LAST May, MG Rover was closed without a struggle. Last month the closure of Peugeot was announced and this week we have been told that 1,000 workers will be sacked at GM’s Vauxhall Ellesmere Port, a move that obviously prepares the closure of the plant.
Soon, there will be no manufacturing industry in this country at all. It will be work for peanuts in the fast food service industry or nothing.
The reaction of the trade union bureaucracy to the GM announcement has been sickening.
Instead of announcing that the mass sackings will be fought, and that the whole power of the trade unions will be used to defend the threatened jobs, the TGWU’s Woodley has opted to plead with Blair to help the workers by getting rid of the anti-union laws that make sackings marginally easier in Britain.

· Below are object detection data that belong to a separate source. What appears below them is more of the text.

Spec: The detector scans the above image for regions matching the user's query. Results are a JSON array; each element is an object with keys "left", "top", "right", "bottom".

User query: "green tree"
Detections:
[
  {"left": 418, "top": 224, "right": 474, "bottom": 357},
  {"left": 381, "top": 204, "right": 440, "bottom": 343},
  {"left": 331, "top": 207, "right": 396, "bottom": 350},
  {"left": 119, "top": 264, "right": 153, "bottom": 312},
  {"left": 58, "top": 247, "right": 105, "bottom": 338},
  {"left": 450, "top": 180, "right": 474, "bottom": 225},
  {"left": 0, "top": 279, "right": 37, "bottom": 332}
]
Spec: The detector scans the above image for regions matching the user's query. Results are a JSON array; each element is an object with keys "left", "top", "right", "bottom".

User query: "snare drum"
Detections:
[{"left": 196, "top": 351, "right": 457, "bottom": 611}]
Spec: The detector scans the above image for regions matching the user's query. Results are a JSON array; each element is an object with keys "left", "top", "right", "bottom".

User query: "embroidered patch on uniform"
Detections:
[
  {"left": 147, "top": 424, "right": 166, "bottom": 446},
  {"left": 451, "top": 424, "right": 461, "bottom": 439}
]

In fact, Woodley knows that Blair is not listening, and, in fact, both he and Gordon Brown are proud of these same laws, which they boast to employers they intend to keep in place for their benefit and will never repeal.
Woodley with his fake appeals to Blair is just wasting time and hoping that the Ellesmere port workers will return to work.
The trade union leaders should never have allowed these laws to appear on the statute books and they must now be forced to fight them and smash them in the struggle to defend workers’ jobs.
The News Line gives its 100 per cent support to the workers of Vauxhall Ellesmere Port who walked out yesterday in defence of their jobs.
We urge them to continue with their strike action, and as well, to occupy the plant to show that they intend to defend every job.
We urge the workers of Peugeot to join the Vauxhall workers in their struggle, and to also occupy their plant.
We also urge the workers of the General Motors IBC plant in Luton to take strike action in support of Ellesmere Port, because if GM succeeds in sacking 1,000 at Ellesmere Port, IBC will surely be next.
Workers throughout the TGWU and Amicus trade unions must demand that there be action by both trade unions to drive back the GM and Peugeot managements.
Both unions must make the strike action at Ellesmere Port official, and both of these huge trade unions must be brought out in defence of workers’ jobs and the right to work.
This is the action that is required to defend GM and Peugeot workers’ jobs.
The trade union leaders will protest that such action will mean that the anti-trade union laws will be used against the unions and that they will lose their offices and other assets.
However defending the jobs of the membership is more important than securing assets through standing by and watching the bosses sack workers. Assets if lost will be regained. Jobs that are destroyed are lost for ever.
The truth is that if the full strength of the trade unions are used in the struggle, the anti-union laws will be smashed to smithereens.
When the miners brought down Heath in 1974, the working class forced the repeal of all of the Tory anti-union laws.
This year in France, the French youth, and the trade unions showed that the power of the working class can force the capitalist state to scrap unjust laws.
If it can be done in France to defend youth against instant dismissal then it must be done here to defend jobs.
The full power of the trade unions must be used to defend GM and Peugeot jobs and to smash the anti-union laws.
Since Labour won’t do it, it must be brought down and be replaced by a workers’ government which will carry out socialist policies.
If the bosses will not keep open the factories, then they must be nationalised under workers’ control.
This is the only way forward. It is either fight and follow the French example, or give up millions of jobs and the Welfare State to bosses and a government that are determined to smash them.
There is no choice for the working class. We say victory to the GM and Peugeot workers.